In 2000, there were 7,998 households, out of which 0.1% had children under the age of 18 living with them, 42.0% were married couples living together, 2.2% had a female householder with no husband present, and 55.0% were non-families. 52.2% of all households were made up of individuals, and 47.6% had someone living alone who was 65 years of age or older. The average household size was 1.51 and the average family size was 2.05.

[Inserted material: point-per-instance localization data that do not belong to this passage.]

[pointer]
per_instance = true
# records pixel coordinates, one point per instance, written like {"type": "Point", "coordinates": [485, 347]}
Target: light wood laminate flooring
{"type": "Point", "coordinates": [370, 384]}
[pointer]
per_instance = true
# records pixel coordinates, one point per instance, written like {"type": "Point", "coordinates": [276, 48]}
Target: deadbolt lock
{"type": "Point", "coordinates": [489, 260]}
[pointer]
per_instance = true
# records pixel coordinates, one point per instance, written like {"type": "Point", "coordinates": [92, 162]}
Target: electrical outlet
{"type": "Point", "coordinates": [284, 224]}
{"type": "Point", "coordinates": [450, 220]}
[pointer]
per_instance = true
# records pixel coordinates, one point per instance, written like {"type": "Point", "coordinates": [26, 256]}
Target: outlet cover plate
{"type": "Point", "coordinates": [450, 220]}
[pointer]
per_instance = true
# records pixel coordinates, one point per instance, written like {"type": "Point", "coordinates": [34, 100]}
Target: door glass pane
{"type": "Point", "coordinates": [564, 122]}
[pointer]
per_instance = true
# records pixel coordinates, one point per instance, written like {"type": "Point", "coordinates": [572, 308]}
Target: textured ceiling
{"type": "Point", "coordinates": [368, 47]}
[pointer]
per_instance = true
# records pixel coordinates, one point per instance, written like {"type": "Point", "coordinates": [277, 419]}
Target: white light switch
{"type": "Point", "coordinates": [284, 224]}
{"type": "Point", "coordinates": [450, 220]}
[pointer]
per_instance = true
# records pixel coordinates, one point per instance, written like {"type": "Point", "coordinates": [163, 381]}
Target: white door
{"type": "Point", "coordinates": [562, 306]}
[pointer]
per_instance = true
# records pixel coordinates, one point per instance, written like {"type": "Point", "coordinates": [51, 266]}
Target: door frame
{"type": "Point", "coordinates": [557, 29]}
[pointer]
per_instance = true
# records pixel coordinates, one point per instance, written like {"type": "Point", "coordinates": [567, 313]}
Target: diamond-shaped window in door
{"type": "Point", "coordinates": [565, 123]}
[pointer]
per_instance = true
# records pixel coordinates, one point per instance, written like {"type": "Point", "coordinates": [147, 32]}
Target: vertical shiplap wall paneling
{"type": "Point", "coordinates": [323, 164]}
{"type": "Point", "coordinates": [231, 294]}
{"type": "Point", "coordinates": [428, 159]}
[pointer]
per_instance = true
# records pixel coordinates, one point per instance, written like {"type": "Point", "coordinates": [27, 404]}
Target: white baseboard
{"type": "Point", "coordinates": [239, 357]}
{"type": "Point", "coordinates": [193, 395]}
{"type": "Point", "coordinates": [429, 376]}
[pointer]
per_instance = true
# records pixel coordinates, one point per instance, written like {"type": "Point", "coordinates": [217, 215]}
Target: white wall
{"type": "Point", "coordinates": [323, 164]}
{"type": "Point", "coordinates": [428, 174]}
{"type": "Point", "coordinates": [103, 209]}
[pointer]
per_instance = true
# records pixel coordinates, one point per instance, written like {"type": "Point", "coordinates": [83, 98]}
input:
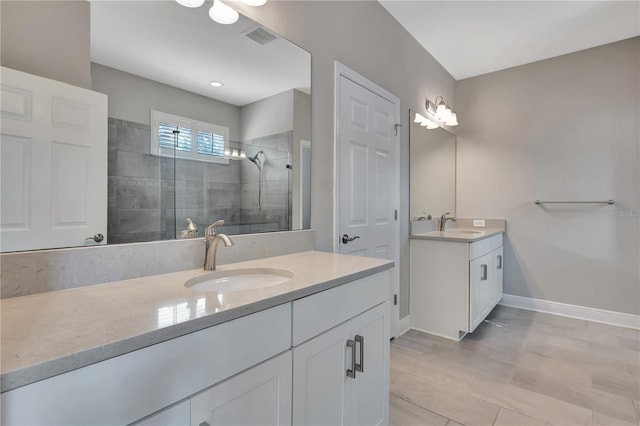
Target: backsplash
{"type": "Point", "coordinates": [32, 272]}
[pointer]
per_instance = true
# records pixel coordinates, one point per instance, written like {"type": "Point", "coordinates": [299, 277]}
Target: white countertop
{"type": "Point", "coordinates": [47, 334]}
{"type": "Point", "coordinates": [464, 235]}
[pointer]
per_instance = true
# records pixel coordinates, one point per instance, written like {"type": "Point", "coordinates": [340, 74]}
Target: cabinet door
{"type": "Point", "coordinates": [370, 389]}
{"type": "Point", "coordinates": [498, 286]}
{"type": "Point", "coordinates": [320, 378]}
{"type": "Point", "coordinates": [178, 415]}
{"type": "Point", "coordinates": [258, 396]}
{"type": "Point", "coordinates": [479, 290]}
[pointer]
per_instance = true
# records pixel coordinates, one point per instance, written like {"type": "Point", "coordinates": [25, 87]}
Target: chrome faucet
{"type": "Point", "coordinates": [443, 220]}
{"type": "Point", "coordinates": [211, 240]}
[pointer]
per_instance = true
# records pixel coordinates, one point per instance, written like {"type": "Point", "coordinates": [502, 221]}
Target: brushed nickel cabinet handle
{"type": "Point", "coordinates": [97, 238]}
{"type": "Point", "coordinates": [351, 372]}
{"type": "Point", "coordinates": [346, 238]}
{"type": "Point", "coordinates": [360, 367]}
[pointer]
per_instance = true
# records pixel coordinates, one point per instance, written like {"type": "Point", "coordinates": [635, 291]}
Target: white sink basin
{"type": "Point", "coordinates": [226, 281]}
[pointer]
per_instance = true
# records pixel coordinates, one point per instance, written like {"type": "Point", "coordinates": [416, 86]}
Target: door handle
{"type": "Point", "coordinates": [97, 238]}
{"type": "Point", "coordinates": [351, 372]}
{"type": "Point", "coordinates": [360, 367]}
{"type": "Point", "coordinates": [346, 238]}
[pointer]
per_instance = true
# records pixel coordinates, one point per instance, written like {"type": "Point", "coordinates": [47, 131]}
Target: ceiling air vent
{"type": "Point", "coordinates": [260, 35]}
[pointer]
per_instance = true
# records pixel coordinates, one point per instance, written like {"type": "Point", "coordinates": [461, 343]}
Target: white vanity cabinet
{"type": "Point", "coordinates": [454, 284]}
{"type": "Point", "coordinates": [341, 376]}
{"type": "Point", "coordinates": [130, 387]}
{"type": "Point", "coordinates": [258, 396]}
{"type": "Point", "coordinates": [259, 369]}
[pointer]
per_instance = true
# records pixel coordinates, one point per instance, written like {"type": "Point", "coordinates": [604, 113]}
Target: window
{"type": "Point", "coordinates": [196, 140]}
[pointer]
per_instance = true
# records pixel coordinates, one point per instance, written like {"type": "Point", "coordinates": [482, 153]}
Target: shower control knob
{"type": "Point", "coordinates": [97, 238]}
{"type": "Point", "coordinates": [346, 238]}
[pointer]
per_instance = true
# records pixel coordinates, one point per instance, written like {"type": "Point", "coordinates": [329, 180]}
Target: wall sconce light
{"type": "Point", "coordinates": [442, 112]}
{"type": "Point", "coordinates": [221, 12]}
{"type": "Point", "coordinates": [425, 122]}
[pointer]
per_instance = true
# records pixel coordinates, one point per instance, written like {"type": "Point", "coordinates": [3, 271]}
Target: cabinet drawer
{"type": "Point", "coordinates": [317, 313]}
{"type": "Point", "coordinates": [129, 387]}
{"type": "Point", "coordinates": [482, 247]}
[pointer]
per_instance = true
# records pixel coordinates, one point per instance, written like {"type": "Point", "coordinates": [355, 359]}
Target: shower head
{"type": "Point", "coordinates": [256, 159]}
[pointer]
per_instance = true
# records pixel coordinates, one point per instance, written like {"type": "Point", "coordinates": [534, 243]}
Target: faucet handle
{"type": "Point", "coordinates": [211, 229]}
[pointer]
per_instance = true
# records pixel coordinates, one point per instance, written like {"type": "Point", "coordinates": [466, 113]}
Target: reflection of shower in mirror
{"type": "Point", "coordinates": [258, 160]}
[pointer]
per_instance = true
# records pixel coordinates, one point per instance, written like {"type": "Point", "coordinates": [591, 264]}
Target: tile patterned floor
{"type": "Point", "coordinates": [518, 368]}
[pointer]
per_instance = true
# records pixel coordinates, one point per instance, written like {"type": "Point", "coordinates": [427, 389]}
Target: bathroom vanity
{"type": "Point", "coordinates": [456, 278]}
{"type": "Point", "coordinates": [150, 351]}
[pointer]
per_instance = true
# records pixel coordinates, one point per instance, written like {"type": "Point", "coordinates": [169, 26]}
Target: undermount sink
{"type": "Point", "coordinates": [226, 281]}
{"type": "Point", "coordinates": [462, 231]}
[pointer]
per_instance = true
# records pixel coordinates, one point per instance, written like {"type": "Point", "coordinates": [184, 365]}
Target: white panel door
{"type": "Point", "coordinates": [54, 163]}
{"type": "Point", "coordinates": [368, 174]}
{"type": "Point", "coordinates": [319, 379]}
{"type": "Point", "coordinates": [259, 396]}
{"type": "Point", "coordinates": [366, 171]}
{"type": "Point", "coordinates": [370, 389]}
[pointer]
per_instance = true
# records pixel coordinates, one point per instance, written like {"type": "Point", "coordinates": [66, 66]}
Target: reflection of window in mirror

Of the residents in 2000, 0.2% were under the age of 18, 0.2% were 18 to 24, 1.8% were 25 to 44, 9.6% were 45 to 64, and 88.1% were 65 years of age or older. The median age was 78 years. For every 100 females age 18 and over, there were 67.0 males.

In 2000, the median income for a household in the CDP was $25,010, and the median income for a family was $34,761. Males had a median income of $35,275 versus $25,714 for females. The per capita income for the CDP was $21,893. About 4.0% of families and 7.4% of the population were below the poverty line, including none of those under age 18 and 7.0% of those age 65 or over.

As of 2000, English was the first language for 87.54% of all residents, while Yiddish accounted for 7.06%, Italian 1.14%, Spanish 0.85%, German 0.69%, and Hungarian 0.53% of the population.